Rozimary diz que ao se abrir para as novas possibilidades ela conseguiu perceber que era ela sua maior inimiga. "Tive que bater nesse inimigo, pois sempre fui muito fechada e muito submissa. Hoje eu estou bem, aprendi a pedir ajuda, sei me posicionar, vou aonde estou a fim e não tenho barreiras em assumir o meu mundo. E sou feliz com ele", ressalta.
"Percebi que a gente se torna uma cruz quando não tem autonomia. A deficiência joga em cima da gente uma fragilidade e eu descobri que precisava fazer dessa fragilidade uma fortaleza. Eu venci essa fragilidade e hoje eu sou feliz porque vivo no meu mundo. Antes eu vivia querendo me adaptar ao mundo dos videntes, um mundo que não era meu. Na verdade, eu não aceitava o meu mundo porque ninguém nunca havia me apresentado a ele. E a Fundação Dorina fez isso pra mim."

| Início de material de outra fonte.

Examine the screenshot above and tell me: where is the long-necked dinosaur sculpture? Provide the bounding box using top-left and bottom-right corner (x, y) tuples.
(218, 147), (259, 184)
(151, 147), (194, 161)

Rozi desabafa e chega a dizer que no período em que se recusava a aceitar a própria condição se sentia morta, mas desde que conheceu a Fundação Dorina Nowill sua postura diante de si mesma e diante da vida mudou completamente: "Vir para a Fundação é como conseguir abrir as asas, é como ser uma árvore que vai desgalhando, pois a Dorina se preocupa muito com a nossa independência. Afinal, foi isso o que a própria Dorina Nowill queria para ela mesma. As pessoas saem daqui com ideias e ganham o mundo, com ideias e noções de direito", diz. "Agora tenho projeto de vida e até aprendi a comemorar o meu aniversário, coisa que eu nunca fiz, pois não tinha o que comemorar. Meu primeiro aniversário de verdade eu só comemorei aos 35 anos. Aqui na Dorina eu achei a minha luz e agora quero passá-la adiante."